Notwithstanding the foregoing, in my view, every law must be implemented in a manner that gives reasonable effect to its intent, and I point out that in its statement of legislative intent, §84 of the Freedom of Information Law states that "it is incumbent upon the state and its localities to extend public accountability wherever and whenever feasible." Therefore, if records are clearly available to the public under the Freedom of Information Law, or if they are readily retrievable, there may be no basis for a lengthy delay in disclosure. As the Court of Appeals has asserted:
"...the successful implementation of the policies motivating the enactment of the Freedom of Information Law centers on goals as broad as the achievement of a more informed electorate and a more responsible and responsive officialdom. By their very nature such objectives cannot hope to be attained unless the measures taken to bring them about permeate the body politic to a point where they become the rule rather than the exception. The phrase 'public accountability wherever and whenever feasible' therefore merely punctuates with explicitness what in any event is implicit" [Westchester News v. Kimball, 50 NY2d 575, 579 (1980)].

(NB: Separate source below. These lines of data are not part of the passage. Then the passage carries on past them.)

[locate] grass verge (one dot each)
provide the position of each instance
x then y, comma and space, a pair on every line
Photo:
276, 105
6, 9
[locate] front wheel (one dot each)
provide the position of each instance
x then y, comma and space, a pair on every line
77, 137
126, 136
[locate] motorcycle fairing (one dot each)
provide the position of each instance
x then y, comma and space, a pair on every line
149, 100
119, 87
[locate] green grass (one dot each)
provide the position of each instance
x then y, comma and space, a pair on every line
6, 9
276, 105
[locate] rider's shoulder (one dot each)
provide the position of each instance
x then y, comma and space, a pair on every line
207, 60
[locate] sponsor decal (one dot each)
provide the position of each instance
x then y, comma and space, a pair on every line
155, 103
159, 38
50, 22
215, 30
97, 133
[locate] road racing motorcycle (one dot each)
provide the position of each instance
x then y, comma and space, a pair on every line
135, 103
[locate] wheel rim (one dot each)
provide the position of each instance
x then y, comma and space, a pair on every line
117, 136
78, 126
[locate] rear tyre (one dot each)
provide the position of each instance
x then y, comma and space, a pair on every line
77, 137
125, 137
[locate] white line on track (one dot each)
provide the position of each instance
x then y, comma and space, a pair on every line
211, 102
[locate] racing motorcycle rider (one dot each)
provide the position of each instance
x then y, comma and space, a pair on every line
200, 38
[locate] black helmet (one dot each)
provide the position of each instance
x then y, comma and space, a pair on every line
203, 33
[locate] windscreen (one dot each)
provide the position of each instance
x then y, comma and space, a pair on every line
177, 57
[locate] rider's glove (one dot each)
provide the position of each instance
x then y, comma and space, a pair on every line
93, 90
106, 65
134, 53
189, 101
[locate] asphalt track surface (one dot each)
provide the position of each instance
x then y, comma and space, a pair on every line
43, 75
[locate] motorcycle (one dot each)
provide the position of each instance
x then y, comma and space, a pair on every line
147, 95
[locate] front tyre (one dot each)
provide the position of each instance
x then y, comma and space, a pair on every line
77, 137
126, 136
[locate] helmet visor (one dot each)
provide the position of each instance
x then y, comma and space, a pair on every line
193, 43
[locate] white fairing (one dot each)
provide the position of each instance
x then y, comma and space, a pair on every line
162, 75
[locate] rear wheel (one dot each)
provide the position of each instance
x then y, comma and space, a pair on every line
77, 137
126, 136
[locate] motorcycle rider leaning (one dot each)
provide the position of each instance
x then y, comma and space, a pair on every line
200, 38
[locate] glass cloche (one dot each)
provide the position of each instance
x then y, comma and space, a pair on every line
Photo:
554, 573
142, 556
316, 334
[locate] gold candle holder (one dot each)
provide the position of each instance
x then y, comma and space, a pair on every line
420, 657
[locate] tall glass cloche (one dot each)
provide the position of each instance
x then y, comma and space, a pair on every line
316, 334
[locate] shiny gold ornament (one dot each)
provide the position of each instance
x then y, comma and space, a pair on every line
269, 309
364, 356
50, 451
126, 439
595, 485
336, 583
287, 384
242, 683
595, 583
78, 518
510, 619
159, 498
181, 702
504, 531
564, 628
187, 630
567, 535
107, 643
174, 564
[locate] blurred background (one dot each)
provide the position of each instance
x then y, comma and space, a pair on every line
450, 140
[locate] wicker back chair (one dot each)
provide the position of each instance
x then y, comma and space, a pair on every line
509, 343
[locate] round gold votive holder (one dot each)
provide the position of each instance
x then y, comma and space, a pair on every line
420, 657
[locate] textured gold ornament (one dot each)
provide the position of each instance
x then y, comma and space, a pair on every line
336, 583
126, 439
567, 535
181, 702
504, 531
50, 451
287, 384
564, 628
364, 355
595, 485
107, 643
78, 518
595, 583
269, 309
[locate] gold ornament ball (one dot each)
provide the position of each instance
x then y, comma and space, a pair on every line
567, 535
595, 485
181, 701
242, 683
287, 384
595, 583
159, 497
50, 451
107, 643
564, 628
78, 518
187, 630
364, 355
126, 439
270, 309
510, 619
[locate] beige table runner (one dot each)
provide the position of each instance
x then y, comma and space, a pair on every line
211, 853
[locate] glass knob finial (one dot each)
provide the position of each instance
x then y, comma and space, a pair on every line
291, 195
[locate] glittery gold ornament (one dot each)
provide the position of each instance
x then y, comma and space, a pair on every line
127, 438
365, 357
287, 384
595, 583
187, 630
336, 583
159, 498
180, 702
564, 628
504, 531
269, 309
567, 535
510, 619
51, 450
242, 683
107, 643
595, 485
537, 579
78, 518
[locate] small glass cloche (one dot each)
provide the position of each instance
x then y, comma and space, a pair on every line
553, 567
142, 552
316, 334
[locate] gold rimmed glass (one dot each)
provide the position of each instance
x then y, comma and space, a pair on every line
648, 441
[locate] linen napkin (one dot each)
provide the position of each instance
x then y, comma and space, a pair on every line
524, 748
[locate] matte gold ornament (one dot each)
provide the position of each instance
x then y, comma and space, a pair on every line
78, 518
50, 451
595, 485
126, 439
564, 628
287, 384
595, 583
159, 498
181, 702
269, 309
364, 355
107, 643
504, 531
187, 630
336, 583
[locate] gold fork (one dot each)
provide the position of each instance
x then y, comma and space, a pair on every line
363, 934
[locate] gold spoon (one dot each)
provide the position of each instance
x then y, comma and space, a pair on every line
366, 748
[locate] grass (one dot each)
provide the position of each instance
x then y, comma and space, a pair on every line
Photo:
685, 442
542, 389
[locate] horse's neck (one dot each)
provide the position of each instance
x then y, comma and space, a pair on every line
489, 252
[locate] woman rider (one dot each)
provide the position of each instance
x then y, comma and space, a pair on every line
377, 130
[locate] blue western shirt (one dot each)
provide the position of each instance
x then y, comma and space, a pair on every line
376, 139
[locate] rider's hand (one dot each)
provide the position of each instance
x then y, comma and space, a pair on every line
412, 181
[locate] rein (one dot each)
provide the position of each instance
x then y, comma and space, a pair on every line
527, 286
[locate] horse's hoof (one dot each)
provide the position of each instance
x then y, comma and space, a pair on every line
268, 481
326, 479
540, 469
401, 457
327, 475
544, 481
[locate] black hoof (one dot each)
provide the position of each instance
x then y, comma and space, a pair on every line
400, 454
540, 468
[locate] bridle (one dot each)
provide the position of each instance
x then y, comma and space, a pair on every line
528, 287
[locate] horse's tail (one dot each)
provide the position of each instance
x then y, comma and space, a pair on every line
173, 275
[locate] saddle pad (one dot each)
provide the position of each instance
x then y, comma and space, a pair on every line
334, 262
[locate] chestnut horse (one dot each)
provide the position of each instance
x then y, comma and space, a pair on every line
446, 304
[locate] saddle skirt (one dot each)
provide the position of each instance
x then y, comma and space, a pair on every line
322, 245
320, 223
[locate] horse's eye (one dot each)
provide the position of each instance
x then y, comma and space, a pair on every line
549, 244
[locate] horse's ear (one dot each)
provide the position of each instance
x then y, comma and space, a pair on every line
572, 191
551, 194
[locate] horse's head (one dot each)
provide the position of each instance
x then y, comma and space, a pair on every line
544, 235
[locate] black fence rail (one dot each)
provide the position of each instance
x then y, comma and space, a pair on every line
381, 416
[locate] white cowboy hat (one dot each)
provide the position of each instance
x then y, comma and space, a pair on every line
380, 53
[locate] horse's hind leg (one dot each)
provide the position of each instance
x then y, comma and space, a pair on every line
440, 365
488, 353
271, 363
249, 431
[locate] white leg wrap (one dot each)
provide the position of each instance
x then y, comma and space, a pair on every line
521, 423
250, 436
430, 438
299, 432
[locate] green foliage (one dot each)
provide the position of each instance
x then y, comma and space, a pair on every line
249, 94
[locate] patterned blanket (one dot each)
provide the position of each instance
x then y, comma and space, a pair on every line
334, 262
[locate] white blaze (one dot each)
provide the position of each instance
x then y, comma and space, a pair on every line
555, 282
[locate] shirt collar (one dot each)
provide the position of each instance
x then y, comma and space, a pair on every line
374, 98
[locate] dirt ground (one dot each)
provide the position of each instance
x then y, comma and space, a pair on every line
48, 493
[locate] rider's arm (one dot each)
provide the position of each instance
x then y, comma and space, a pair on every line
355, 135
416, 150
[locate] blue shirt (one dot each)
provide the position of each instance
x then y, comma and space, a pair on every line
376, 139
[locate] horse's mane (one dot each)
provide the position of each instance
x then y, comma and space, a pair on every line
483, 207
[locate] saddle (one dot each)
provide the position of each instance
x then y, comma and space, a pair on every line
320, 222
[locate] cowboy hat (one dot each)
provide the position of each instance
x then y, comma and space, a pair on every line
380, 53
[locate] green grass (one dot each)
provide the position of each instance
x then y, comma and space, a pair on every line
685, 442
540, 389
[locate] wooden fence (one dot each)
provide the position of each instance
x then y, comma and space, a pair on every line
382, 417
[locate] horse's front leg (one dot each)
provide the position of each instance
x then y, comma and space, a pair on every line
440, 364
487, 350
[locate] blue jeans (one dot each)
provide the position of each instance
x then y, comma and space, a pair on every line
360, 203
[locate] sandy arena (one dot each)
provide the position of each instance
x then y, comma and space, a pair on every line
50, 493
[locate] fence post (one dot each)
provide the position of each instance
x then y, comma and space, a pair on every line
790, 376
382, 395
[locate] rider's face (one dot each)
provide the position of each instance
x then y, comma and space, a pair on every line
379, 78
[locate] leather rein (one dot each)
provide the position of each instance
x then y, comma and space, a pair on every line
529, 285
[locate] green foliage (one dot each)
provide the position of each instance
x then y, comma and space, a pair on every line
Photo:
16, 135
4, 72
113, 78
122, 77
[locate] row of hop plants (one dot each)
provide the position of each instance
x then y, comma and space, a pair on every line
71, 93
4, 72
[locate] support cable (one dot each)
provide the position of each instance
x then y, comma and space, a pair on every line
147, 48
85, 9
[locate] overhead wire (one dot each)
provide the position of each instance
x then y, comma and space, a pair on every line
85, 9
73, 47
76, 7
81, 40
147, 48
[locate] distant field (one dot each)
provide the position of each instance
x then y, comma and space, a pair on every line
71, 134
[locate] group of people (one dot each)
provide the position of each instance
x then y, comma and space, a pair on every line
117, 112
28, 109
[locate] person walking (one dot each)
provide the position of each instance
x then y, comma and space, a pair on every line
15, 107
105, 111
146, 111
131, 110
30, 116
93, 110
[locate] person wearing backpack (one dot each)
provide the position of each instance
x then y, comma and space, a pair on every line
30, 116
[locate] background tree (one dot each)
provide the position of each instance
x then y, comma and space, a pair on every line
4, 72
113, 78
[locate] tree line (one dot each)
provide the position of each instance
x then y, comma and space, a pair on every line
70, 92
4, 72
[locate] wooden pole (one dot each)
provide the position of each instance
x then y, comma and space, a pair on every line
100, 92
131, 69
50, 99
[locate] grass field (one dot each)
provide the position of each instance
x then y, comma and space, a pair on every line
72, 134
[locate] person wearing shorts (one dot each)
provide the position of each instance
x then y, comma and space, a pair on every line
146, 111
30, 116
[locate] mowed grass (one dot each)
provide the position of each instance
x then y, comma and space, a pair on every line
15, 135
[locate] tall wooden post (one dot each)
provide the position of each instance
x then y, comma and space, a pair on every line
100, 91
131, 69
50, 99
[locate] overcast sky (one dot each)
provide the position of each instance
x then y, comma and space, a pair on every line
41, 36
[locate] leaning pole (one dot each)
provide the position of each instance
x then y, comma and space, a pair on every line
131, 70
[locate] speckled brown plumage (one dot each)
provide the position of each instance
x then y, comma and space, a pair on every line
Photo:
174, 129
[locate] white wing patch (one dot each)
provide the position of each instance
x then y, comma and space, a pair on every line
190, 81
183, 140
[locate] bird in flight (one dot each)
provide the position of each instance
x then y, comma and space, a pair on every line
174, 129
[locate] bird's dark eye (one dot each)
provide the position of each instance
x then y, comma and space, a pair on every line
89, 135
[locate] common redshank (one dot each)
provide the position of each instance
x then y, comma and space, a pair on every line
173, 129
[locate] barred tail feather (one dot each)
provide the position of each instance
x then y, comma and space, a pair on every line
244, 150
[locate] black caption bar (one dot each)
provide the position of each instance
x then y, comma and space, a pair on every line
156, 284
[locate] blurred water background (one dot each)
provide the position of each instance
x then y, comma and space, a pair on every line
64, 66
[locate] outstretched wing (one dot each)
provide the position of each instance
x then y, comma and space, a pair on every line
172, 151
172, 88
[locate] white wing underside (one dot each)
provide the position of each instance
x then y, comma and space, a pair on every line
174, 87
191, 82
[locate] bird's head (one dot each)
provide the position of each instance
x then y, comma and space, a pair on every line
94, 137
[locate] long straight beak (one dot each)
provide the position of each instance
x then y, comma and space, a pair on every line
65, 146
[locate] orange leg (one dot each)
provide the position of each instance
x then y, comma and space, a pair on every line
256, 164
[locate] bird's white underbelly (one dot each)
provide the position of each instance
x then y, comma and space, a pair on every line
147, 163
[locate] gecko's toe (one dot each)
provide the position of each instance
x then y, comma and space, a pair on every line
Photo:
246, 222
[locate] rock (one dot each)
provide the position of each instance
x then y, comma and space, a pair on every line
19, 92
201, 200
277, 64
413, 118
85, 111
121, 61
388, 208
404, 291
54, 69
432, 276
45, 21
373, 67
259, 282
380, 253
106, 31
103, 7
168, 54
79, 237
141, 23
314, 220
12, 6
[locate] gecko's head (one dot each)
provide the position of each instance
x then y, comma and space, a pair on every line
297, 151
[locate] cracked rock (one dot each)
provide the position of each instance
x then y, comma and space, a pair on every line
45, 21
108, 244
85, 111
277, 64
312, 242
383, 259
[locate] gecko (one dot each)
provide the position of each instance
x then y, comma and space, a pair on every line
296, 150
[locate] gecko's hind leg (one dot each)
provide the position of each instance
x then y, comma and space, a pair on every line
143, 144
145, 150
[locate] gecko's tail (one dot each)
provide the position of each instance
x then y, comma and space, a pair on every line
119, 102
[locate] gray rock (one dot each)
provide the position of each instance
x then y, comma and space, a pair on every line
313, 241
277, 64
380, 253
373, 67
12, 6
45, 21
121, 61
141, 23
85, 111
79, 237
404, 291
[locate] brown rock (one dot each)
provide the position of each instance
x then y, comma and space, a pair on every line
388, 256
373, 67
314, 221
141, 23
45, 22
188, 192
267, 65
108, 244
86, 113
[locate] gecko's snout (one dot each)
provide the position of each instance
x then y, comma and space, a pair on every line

In a judicial decision that cited and confirmed the advice rendered by this office, Linz v. The Police Department of the City of New York (Supreme Court, New York County, NYLJ, December 17, 2001), it was held that:
"In the absence of a specific statutory period, this Court concludes that respondents should be given a ‘reasonable’ period to comply with a FOIL request. The determination of whether a period is reasonable must be made on a case by case basis taking into account the volume of documents requested, the time involved in locating the material, and the complexity of the issues involved in determining whether the materials fall within one of the exceptions to disclosure. Such a standard is consistent with some of the language in the opinions, submitted by petitioners in this case, of the Committee on Open Government, the agency charged with issuing advisory opinions on FOIL."
If neither a response to a request nor an acknowledgement of the receipt of a request is given within five business days, if an agency delays responding for an unreasonable time after it acknowledges that a request has been received, or if the acknowledgement of the receipt of a request fails to include an estimated date for granting or denying access, a request may, in my opinion, be considered to have been constructively denied [see DeCorse v. City of Buffalo, 239 AD2d 949, 950 (1997)]. In such a circumstance, I believe that the denial may be appealed in accordance with §89(4)(a) of the Freedom of Information Law. That provision states in relevant part that:
"...any person denied access to a record may within thirty days appeal in writing such denial to the head, chief executive, or governing body, who shall within ten business days of the receipt of such appeal fully explain in writing to the person requesting the record the reasons for further denial, or provide access to the record sought."
In addition, it has been held that when an appeal is made but a determination is not rendered within ten business days of the receipt of the appeal as required under §89(4)(a) of the Freedom of Information Law, the appellant has exhausted his or her administrative remedies and may initiate a challenge to a constructive denial of access under Article 78 of the Civil Practice Rules [Floyd v. McGuire, 87 AD 2d 388, appeal dismissed 57 NY 2d 774 (1982)].
In an effort to enhance compliance with and understanding of the Freedom of Information Law, copies of this opinion will be sent to District officials.
I hope that I have been of assistance.